The biggest problem that you face is cropping the images to content to remove white space surrounding the images. Sometimes crop to content works and sometimes crop to content leaves white space remaining on one or more sides of the image. Worse than that is that crop to content produces an image that looks deceptively cropped at 100% zoom, but when you zoom in on the image you can see that one or more sides of the image haven't been cropped accurately and the image still has white borders that can make the edges of an image look raggedy. There's no better way to get an accurately cropped image than to zoom in on the image in GIMP and move the cut lines of the crop tool right at the edges of the image.

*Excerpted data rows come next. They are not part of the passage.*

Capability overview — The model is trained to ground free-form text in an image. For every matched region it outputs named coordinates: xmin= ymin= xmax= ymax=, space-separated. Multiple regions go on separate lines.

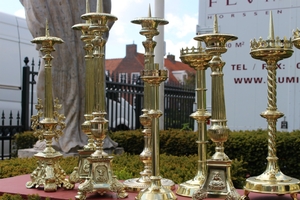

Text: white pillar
xmin=153 ymin=0 xmax=167 ymax=130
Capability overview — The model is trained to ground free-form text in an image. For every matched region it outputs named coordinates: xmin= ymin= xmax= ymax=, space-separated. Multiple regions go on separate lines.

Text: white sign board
xmin=197 ymin=0 xmax=300 ymax=131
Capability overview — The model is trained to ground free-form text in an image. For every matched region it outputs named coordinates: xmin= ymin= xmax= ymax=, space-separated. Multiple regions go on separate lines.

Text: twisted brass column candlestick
xmin=26 ymin=19 xmax=74 ymax=192
xmin=75 ymin=0 xmax=128 ymax=200
xmin=124 ymin=6 xmax=175 ymax=191
xmin=176 ymin=42 xmax=212 ymax=197
xmin=193 ymin=16 xmax=240 ymax=200
xmin=69 ymin=0 xmax=96 ymax=183
xmin=242 ymin=12 xmax=300 ymax=200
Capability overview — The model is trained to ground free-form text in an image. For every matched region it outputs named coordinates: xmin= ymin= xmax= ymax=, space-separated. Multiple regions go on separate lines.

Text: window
xmin=119 ymin=73 xmax=127 ymax=83
xmin=131 ymin=72 xmax=140 ymax=84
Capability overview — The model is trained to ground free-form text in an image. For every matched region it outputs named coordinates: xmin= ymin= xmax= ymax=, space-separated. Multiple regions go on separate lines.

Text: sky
xmin=0 ymin=0 xmax=199 ymax=61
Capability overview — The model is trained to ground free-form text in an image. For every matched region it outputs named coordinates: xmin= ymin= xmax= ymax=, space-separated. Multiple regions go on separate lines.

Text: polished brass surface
xmin=75 ymin=0 xmax=128 ymax=200
xmin=68 ymin=0 xmax=96 ymax=184
xmin=176 ymin=42 xmax=212 ymax=197
xmin=26 ymin=21 xmax=74 ymax=192
xmin=192 ymin=16 xmax=240 ymax=200
xmin=124 ymin=6 xmax=175 ymax=195
xmin=241 ymin=12 xmax=300 ymax=199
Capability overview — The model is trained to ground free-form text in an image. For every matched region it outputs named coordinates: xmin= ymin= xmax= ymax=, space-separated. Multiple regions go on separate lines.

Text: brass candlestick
xmin=132 ymin=7 xmax=177 ymax=200
xmin=69 ymin=0 xmax=96 ymax=183
xmin=193 ymin=16 xmax=240 ymax=200
xmin=176 ymin=42 xmax=212 ymax=197
xmin=124 ymin=6 xmax=175 ymax=192
xmin=242 ymin=12 xmax=300 ymax=200
xmin=75 ymin=0 xmax=128 ymax=200
xmin=26 ymin=21 xmax=74 ymax=192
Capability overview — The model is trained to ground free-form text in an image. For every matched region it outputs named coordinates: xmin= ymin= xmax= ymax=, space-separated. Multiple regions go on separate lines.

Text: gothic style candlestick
xmin=176 ymin=42 xmax=212 ymax=197
xmin=193 ymin=16 xmax=240 ymax=200
xmin=69 ymin=0 xmax=96 ymax=183
xmin=26 ymin=21 xmax=74 ymax=192
xmin=124 ymin=6 xmax=175 ymax=191
xmin=132 ymin=8 xmax=176 ymax=200
xmin=242 ymin=13 xmax=300 ymax=200
xmin=75 ymin=0 xmax=128 ymax=200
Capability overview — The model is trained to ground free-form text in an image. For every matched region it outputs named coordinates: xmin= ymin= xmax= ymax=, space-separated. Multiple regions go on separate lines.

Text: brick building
xmin=105 ymin=44 xmax=195 ymax=84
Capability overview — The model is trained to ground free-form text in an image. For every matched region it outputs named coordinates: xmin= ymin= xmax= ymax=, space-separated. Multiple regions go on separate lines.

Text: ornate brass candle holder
xmin=124 ymin=6 xmax=175 ymax=194
xmin=193 ymin=16 xmax=240 ymax=200
xmin=176 ymin=42 xmax=212 ymax=197
xmin=75 ymin=0 xmax=128 ymax=200
xmin=26 ymin=22 xmax=74 ymax=192
xmin=242 ymin=10 xmax=300 ymax=200
xmin=69 ymin=0 xmax=96 ymax=183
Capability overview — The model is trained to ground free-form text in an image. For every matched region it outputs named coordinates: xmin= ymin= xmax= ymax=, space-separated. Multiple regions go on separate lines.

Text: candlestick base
xmin=241 ymin=172 xmax=300 ymax=200
xmin=123 ymin=177 xmax=175 ymax=192
xmin=26 ymin=152 xmax=74 ymax=192
xmin=135 ymin=176 xmax=177 ymax=200
xmin=193 ymin=160 xmax=240 ymax=200
xmin=75 ymin=156 xmax=128 ymax=200
xmin=176 ymin=176 xmax=205 ymax=197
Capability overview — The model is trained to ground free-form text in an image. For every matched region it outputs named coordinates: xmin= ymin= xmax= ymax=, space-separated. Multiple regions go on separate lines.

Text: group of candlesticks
xmin=26 ymin=0 xmax=300 ymax=200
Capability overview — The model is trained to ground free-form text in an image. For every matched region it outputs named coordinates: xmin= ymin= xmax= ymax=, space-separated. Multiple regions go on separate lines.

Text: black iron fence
xmin=0 ymin=57 xmax=38 ymax=160
xmin=0 ymin=58 xmax=195 ymax=159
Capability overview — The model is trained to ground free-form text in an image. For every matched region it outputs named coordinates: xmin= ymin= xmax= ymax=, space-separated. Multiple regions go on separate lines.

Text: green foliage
xmin=0 ymin=193 xmax=23 ymax=200
xmin=0 ymin=129 xmax=300 ymax=191
xmin=0 ymin=193 xmax=50 ymax=200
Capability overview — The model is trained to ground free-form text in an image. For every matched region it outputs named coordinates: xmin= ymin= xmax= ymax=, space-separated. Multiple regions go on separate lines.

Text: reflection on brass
xmin=68 ymin=0 xmax=96 ymax=184
xmin=126 ymin=6 xmax=177 ymax=200
xmin=26 ymin=21 xmax=74 ymax=192
xmin=176 ymin=42 xmax=212 ymax=197
xmin=241 ymin=13 xmax=300 ymax=200
xmin=124 ymin=6 xmax=175 ymax=192
xmin=74 ymin=0 xmax=128 ymax=200
xmin=192 ymin=16 xmax=240 ymax=200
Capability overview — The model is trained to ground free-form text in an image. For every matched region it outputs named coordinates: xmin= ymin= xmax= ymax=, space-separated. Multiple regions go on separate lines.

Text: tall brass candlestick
xmin=132 ymin=7 xmax=176 ymax=200
xmin=26 ymin=21 xmax=74 ymax=192
xmin=193 ymin=16 xmax=240 ymax=200
xmin=176 ymin=42 xmax=212 ymax=197
xmin=242 ymin=12 xmax=300 ymax=200
xmin=69 ymin=0 xmax=96 ymax=183
xmin=75 ymin=0 xmax=128 ymax=200
xmin=124 ymin=6 xmax=175 ymax=191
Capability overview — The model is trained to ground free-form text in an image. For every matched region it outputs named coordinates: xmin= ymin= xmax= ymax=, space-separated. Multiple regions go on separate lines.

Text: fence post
xmin=134 ymin=76 xmax=145 ymax=129
xmin=21 ymin=57 xmax=30 ymax=131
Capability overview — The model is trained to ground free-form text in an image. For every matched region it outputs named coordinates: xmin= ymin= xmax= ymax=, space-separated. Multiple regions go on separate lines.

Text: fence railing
xmin=0 ymin=111 xmax=23 ymax=160
xmin=0 ymin=58 xmax=195 ymax=159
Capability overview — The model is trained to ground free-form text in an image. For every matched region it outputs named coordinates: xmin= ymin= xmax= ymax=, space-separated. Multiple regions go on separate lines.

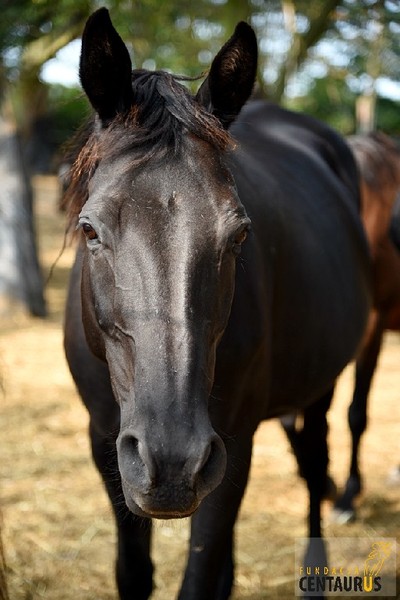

There is also a potential problem with batch importing images to PDF. Depending on how the images were made two or more identically sized images may appear to be different sizes in a PDF document unless you scale some of the images to fit. For this reason I like to use GIMP to convert .png images to single page PDFs and then concatenate all the pages into one merged PDF document with PDF Chain from the default Ubuntu repositories. If the merged PDF document looks OK then I accept it, otherwise I can scale the PDF pages which are all still open in GIMP so that they all look exactly the same size in the concatenated PDF document. It's possible to measure the relative scale of two images in a PDF document down to a resolution of one pixel using the Screen Ruler app from the default Ubuntu repositories.

All of these programs work great in Ubuntu. The only potential problem is that GIMP's performance is slower on computers that have low-end GPU specs. Conversely GIMP's performance is faster on computers that have high-end GPU specs.